You will be able to monitor progress in the terminal and there will be a brief summary of the numbers that pass or fail, in addition compounds that pass the filter are stored in the file filter it.sdf on the desktop. Alternatively if you want details of which rule caused a particular compound to fail use.

/usr/local/bin/filter-it --input='/Users/swain/Desktop/Testing/test.sdf' --filter='/Applications/Silicos/filter-it-1.0.0/filters/PAINS.sieve' ' ' --tab > '/Users/swain/Desktop/filteritTab.txt'

All information on every compound will be sent in tabulated form to the text file filteritTab.txt. in the format shown below.

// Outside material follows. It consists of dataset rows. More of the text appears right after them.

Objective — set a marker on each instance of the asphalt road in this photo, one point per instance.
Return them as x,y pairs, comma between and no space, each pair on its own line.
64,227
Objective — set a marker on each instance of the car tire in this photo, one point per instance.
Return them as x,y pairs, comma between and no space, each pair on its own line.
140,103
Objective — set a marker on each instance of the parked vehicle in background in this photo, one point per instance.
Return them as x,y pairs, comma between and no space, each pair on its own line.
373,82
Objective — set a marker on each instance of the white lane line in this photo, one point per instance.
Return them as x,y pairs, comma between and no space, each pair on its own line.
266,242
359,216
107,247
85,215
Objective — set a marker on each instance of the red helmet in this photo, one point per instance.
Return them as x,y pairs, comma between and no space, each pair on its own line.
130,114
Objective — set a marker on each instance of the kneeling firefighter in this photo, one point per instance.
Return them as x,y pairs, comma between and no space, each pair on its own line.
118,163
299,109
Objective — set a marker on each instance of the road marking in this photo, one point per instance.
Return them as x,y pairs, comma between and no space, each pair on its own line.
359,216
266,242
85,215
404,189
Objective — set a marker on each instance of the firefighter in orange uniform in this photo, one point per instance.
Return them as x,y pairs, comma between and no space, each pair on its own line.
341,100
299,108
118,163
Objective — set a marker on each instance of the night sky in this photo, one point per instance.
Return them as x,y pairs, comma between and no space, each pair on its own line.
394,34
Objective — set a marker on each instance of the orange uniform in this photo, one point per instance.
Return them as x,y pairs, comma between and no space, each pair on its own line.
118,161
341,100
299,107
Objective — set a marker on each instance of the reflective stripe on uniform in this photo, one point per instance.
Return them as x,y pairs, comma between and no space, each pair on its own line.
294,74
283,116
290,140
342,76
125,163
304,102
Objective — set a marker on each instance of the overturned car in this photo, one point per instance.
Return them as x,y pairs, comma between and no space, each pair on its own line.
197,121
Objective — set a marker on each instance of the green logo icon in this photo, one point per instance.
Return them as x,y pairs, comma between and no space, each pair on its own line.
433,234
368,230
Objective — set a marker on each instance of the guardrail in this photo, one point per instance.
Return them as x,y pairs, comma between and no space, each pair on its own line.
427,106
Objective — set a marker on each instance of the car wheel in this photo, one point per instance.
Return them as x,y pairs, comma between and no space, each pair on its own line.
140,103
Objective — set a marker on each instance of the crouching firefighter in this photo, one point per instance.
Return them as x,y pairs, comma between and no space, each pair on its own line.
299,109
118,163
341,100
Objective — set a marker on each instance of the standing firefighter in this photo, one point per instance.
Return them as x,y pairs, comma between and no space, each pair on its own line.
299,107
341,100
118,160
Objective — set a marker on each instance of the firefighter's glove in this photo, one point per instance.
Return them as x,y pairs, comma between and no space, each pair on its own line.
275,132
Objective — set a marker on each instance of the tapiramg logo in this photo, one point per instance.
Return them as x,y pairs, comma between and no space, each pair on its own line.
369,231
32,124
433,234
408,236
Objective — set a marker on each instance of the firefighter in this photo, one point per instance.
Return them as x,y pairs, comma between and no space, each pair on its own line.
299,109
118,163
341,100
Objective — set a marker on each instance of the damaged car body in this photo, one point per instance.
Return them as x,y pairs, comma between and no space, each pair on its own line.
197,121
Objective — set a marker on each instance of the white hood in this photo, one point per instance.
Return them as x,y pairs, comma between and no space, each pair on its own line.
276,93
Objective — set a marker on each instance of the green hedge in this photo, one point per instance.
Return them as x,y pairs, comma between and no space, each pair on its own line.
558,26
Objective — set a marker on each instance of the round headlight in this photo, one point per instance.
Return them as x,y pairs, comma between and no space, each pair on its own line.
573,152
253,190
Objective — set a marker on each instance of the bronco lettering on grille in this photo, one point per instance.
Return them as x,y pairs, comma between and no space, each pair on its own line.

NAME regId=enesixhetA(483) regId=hzonephenolA(479) regId=anildialkA(478) regId=indol3ylalk(461) regId=quinoneA(370) regId=azoA(324) regId=imineoneA(321) regId=mannichA(296) regId=anildialkB(251) regId=anildialk_C(246) etc.
Compound1 0 0 0 0 0 0 0 0 0….
Compound2 0 0 0 0 0 0 0 0 0….
Compound3 0 0 0 0 0 0 0 0 0….

Of course if you are not comfortable using the command line then iBabel provides a GUI.

ibabelFilterit

Sieve files

You can download the sieve files from here. http://macinchem.org/reviews/pains/Archive.zip

The zip archive contains four files, corresponding to the three families of filters defined in the publication together with a fourth file that contains all the filters in one file.

Filter Family A (“FreqHit5morethan150.hits”), Filter Family B (“FreqHit5lessthan150.hits”), Filter Family C (“FreqHit5_lessthan15.hits”), All (“All hits).